Human hepatoma cells HepG2 were cultured in 6-well dishes in Dulbecco’s modified Eagle’s medium (DMEM) supplemented with 10% (v/v) FBS, 2 mM L-glutamine, 100 units/ml penicillin, and 0.1 mg/ml streptomycin at 37 °C in a humidified 5% CO2 incubator. Knockdown was achieved by a chemical, transient transfection of HepG2 cells with small interfering RNA (siRNA) using the fast forward transfection method diluted in Opti-MEM using Lipofectamine RNAiMAX (Thermo Fisher Scientific). HepG2 cells were either transfected by predesigned human Keap1 siRNA or non-silencing control siRNA (Hokkaido System Science) at concentrations of 25–50 nM. Transfected and control cells were maintained for 24 hrs. Knockdown efficiency of Keap1 was determined by Western blotting.

Co-immunoprecipitation (Co-IP) and protein analysis

HEK293T cells were transiently transfected with BioEase tagged human Nrf2 and Halo-tagged human Keap1 over-expression plasmid.
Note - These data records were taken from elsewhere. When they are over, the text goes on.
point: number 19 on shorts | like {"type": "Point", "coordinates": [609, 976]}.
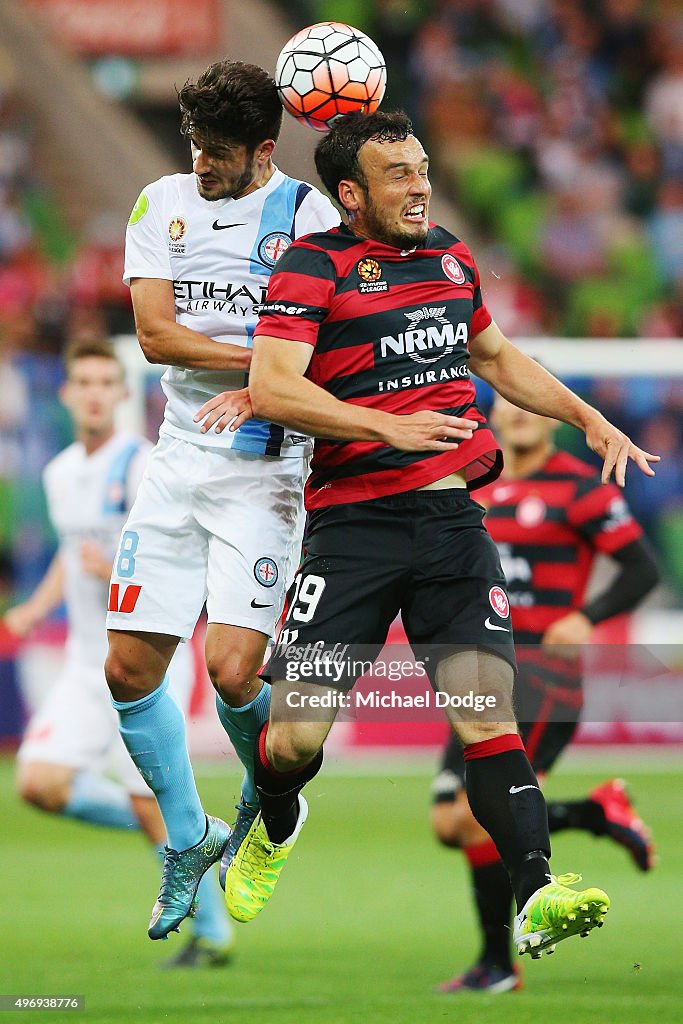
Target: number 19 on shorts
{"type": "Point", "coordinates": [125, 566]}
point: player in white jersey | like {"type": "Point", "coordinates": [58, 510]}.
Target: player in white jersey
{"type": "Point", "coordinates": [218, 518]}
{"type": "Point", "coordinates": [72, 745]}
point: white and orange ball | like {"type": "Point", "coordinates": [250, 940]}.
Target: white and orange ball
{"type": "Point", "coordinates": [329, 70]}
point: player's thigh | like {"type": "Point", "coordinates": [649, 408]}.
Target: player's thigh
{"type": "Point", "coordinates": [458, 591]}
{"type": "Point", "coordinates": [457, 614]}
{"type": "Point", "coordinates": [73, 726]}
{"type": "Point", "coordinates": [159, 576]}
{"type": "Point", "coordinates": [252, 513]}
{"type": "Point", "coordinates": [347, 590]}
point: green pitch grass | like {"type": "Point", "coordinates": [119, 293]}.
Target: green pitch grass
{"type": "Point", "coordinates": [370, 914]}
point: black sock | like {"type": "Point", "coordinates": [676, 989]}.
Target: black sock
{"type": "Point", "coordinates": [279, 792]}
{"type": "Point", "coordinates": [505, 798]}
{"type": "Point", "coordinates": [493, 896]}
{"type": "Point", "coordinates": [585, 814]}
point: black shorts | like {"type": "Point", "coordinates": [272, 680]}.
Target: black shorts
{"type": "Point", "coordinates": [424, 553]}
{"type": "Point", "coordinates": [551, 713]}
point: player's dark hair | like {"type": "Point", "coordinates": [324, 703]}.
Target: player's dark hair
{"type": "Point", "coordinates": [230, 101]}
{"type": "Point", "coordinates": [82, 349]}
{"type": "Point", "coordinates": [337, 153]}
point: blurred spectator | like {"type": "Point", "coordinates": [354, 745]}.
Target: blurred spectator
{"type": "Point", "coordinates": [666, 228]}
{"type": "Point", "coordinates": [570, 245]}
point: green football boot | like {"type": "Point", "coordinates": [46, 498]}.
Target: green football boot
{"type": "Point", "coordinates": [554, 912]}
{"type": "Point", "coordinates": [253, 872]}
{"type": "Point", "coordinates": [180, 878]}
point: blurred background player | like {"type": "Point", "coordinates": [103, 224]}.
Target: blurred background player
{"type": "Point", "coordinates": [72, 744]}
{"type": "Point", "coordinates": [550, 516]}
{"type": "Point", "coordinates": [218, 517]}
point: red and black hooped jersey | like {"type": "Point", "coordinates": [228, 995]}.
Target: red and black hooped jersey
{"type": "Point", "coordinates": [390, 330]}
{"type": "Point", "coordinates": [548, 529]}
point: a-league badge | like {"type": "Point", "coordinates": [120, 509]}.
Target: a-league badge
{"type": "Point", "coordinates": [453, 269]}
{"type": "Point", "coordinates": [271, 247]}
{"type": "Point", "coordinates": [265, 571]}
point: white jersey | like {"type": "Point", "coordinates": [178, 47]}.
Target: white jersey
{"type": "Point", "coordinates": [219, 256]}
{"type": "Point", "coordinates": [88, 499]}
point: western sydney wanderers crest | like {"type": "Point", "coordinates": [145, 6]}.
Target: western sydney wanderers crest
{"type": "Point", "coordinates": [271, 247]}
{"type": "Point", "coordinates": [370, 272]}
{"type": "Point", "coordinates": [453, 269]}
{"type": "Point", "coordinates": [499, 601]}
{"type": "Point", "coordinates": [530, 511]}
{"type": "Point", "coordinates": [265, 571]}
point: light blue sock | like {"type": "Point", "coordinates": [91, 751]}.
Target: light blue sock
{"type": "Point", "coordinates": [99, 801]}
{"type": "Point", "coordinates": [243, 726]}
{"type": "Point", "coordinates": [154, 731]}
{"type": "Point", "coordinates": [211, 921]}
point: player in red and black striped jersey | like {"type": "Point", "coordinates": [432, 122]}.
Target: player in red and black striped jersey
{"type": "Point", "coordinates": [366, 341]}
{"type": "Point", "coordinates": [550, 516]}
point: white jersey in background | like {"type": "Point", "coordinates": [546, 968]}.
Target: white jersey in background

The cells were treated with MG132 (25 μM, Sigm-Aldrich) and with each candidate compound at the concentration of 100 μM for two hours before harvesting. The cells were then harvested in lysis buffer composed of 50 mM Tris-HCl [pH 7.5], 150 mM NaCl, 1% NP-40, 1 mM sodium orthovanadate, 50 mM sodium fluoride, and protease inhibitor cocktail, for 30 min at 4 °C. After centrifugation at 15,000 g for 10 min, the supernatant was used for immunoprecipitation by anti-Halo beads (Halo Link Resin, Promega) for 6 h at 4 °C, with/without candidate compounds at the concentration of 100 μM. Thereafter, the beads were washed three times with PBS and the lysis buffer, and the immunoprecipitates were eluted by boiling for 20 min at 60 °C in SDS sample buffer.

Statistical analysis

Statistical significance was evaluated using unpaired Student’s t-tests. P-values < 0.05 were considered statistically significant. A one-way ANOVA followed by Fisher’s post-hoc tests was used to compare three or more groups. The data are presented as the mean ± S.E.M.